Pink of course is a natural–pink coral, pink shells, pink clouds, pink daiquiris, pink sunburns. Pink and brown are a classic combo–here dashed with a splash of coral, punctuated with white, grounded with tones of sisal and straw. Well there you go, but I wouldn’t have thought of it.

This post, by the way, debuts a “Fabulous Rooms” weekly series, and I hope you will join in the hunt. Do you have a favorite fabulous room in your decorating heart of hearts? Do tell, and if your submission makes it into a post, you’ll win a nickel.

Meanwhile, here are a few more looks at Tom’s Lyford Cay project. Photos are by Pieter Estersohn, from Tom Scheerer’s website, which you must visit. Really.

Lyford Cay Club by Tom Scheerer
The main clubhouse lobby.

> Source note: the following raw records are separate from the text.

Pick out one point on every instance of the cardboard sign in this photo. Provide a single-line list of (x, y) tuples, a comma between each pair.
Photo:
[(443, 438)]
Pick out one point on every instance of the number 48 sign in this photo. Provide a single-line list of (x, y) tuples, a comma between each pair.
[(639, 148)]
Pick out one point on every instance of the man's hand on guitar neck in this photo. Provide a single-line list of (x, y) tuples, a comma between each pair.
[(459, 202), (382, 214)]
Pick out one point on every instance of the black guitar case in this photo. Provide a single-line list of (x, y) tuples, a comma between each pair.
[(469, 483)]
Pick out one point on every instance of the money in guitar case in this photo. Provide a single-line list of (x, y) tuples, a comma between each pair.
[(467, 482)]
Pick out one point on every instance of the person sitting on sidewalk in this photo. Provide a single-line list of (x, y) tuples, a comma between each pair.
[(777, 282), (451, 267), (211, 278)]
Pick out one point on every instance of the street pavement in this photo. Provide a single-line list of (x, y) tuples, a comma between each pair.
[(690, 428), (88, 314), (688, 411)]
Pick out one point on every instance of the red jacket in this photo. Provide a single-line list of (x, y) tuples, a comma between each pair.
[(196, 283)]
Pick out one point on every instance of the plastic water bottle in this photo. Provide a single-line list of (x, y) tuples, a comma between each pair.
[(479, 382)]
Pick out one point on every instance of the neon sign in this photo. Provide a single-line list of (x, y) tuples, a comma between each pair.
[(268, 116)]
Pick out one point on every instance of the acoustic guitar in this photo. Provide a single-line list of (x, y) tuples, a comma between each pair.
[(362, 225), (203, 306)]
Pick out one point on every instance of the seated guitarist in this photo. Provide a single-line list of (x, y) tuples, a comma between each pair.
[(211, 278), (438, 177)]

Corner sofa done in Peter Dunham
Lyford Cay Club cottage, by Tom Scheerer
A sitting area in one of the club's newly created suites.
Lyford Cay Club dining terrace by Tom Scheerer
A dining terrace in shades of pink and coral is simple and fresh.

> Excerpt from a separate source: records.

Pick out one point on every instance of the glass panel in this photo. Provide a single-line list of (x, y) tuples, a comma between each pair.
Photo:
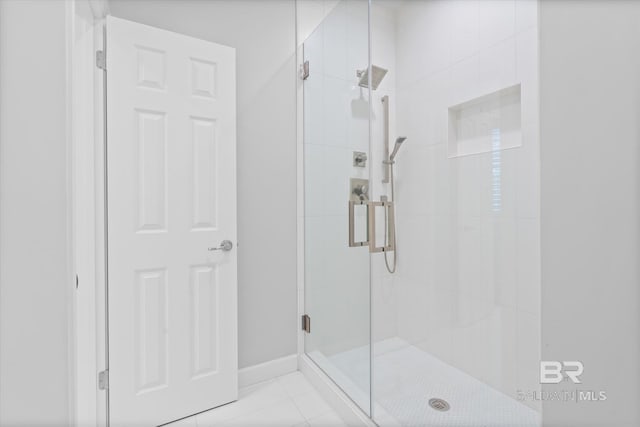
[(336, 165), (459, 320)]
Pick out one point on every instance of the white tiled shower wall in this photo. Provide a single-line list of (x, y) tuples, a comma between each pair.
[(468, 282), (336, 124), (467, 288)]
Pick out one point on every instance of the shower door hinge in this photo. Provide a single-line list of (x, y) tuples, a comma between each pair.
[(103, 380), (306, 323), (101, 61)]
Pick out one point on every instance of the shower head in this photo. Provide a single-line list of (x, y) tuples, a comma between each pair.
[(377, 75), (396, 147)]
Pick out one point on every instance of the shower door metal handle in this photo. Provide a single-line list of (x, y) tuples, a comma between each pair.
[(225, 246), (352, 223), (390, 217)]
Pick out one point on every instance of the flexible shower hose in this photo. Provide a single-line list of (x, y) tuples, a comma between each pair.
[(386, 232)]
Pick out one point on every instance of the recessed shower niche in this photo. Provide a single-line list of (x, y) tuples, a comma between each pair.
[(487, 123)]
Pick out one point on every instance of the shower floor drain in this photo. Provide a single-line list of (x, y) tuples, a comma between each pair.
[(439, 404)]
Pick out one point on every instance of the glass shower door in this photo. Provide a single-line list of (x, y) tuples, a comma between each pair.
[(336, 165)]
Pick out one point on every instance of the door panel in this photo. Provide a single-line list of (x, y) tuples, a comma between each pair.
[(172, 198)]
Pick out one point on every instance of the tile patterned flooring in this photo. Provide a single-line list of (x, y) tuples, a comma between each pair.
[(289, 400)]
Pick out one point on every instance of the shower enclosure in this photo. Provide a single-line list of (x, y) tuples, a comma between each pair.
[(452, 337)]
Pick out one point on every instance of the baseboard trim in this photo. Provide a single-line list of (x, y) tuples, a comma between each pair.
[(267, 370), (332, 394)]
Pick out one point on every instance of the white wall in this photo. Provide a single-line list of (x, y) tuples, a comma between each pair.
[(590, 105), (263, 33), (468, 280), (34, 285)]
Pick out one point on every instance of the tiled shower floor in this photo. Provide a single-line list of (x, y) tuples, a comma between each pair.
[(407, 377)]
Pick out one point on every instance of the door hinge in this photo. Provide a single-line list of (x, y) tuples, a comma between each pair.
[(101, 60), (103, 380), (306, 323), (304, 70)]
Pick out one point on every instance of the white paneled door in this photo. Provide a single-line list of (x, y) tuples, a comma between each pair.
[(171, 202)]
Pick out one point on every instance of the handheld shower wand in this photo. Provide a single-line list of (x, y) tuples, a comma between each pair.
[(389, 163), (396, 147)]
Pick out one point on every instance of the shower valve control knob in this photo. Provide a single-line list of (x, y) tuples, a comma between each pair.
[(225, 246), (361, 190)]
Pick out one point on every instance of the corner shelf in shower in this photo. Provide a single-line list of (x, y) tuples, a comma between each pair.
[(488, 123)]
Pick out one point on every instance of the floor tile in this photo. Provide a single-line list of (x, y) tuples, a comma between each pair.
[(283, 414), (295, 384), (311, 405), (250, 400), (330, 419)]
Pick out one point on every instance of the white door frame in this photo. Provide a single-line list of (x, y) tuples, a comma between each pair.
[(85, 207)]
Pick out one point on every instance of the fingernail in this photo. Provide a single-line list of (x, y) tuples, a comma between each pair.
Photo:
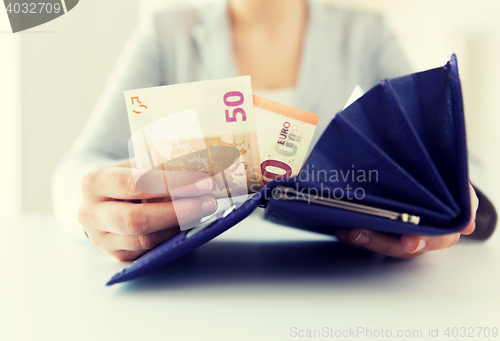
[(362, 238), (209, 206), (421, 245), (204, 185)]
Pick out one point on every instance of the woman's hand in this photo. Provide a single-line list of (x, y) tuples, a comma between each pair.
[(406, 246), (118, 223)]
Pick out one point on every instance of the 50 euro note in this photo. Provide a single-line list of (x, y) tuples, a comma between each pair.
[(206, 126), (284, 134)]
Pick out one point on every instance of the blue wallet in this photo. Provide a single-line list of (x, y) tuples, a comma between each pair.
[(393, 161)]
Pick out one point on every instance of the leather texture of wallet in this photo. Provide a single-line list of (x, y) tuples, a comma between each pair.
[(408, 133)]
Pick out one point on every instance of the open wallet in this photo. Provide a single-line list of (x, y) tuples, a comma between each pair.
[(393, 161)]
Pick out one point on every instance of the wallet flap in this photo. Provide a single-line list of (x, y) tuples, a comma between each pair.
[(187, 241)]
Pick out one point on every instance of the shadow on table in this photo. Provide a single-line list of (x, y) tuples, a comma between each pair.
[(246, 263)]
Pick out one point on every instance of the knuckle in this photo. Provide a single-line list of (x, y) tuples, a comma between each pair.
[(182, 211), (82, 216), (88, 181), (454, 240), (130, 187), (146, 242), (123, 256), (133, 221)]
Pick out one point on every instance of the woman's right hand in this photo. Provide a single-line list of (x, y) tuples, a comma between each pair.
[(118, 223)]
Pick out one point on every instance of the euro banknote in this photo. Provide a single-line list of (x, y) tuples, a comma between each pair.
[(284, 134), (206, 126)]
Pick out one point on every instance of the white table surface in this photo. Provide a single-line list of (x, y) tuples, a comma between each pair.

* P.S. I’d be remiss not to mention that McMillen, as mentioned in the second photo caption above, is where the estimable American decorator Albert Hadley got his start. Mr. Hadley died on Thursday at 91, having worked well into his 80s. I interviewed him for House Beautiful then. He probably would not have wanted to be referred to as “estimable,” or even great. But he was both, and more. A post on Albert Hadley to follow.

4 Comments

  1. My friend Paige in Richmond wins a nickel for being first with her entry and wrote: “Love the blog … [:)]
    Fave Room; bar none for me:
    Dorothy Draper Victorian Reading Room in the Greenbrier Hotel. Runner up, the Main Staircase, also in the Greenbrier.
    Below- see bottom right Media- Photos at http://www.greenbrier.com/
    Best to you!
    Paige”

  2. Incredible spaces, Frances! I have to admit that I prefer the more intimate scale of the cottage sitting room- more that I can take away from that for my own “cottage”!

  3. Actually, the sitting area is from one of the newly created suites in the clubhouse section rather than from one of the cottages. I should know – I’ve sat on it! The cottages have a completely different decor.

    • Well dang, thank you, Tumsey. I had the tiniest feeling I was wrong when I did it. Should have listened to myself!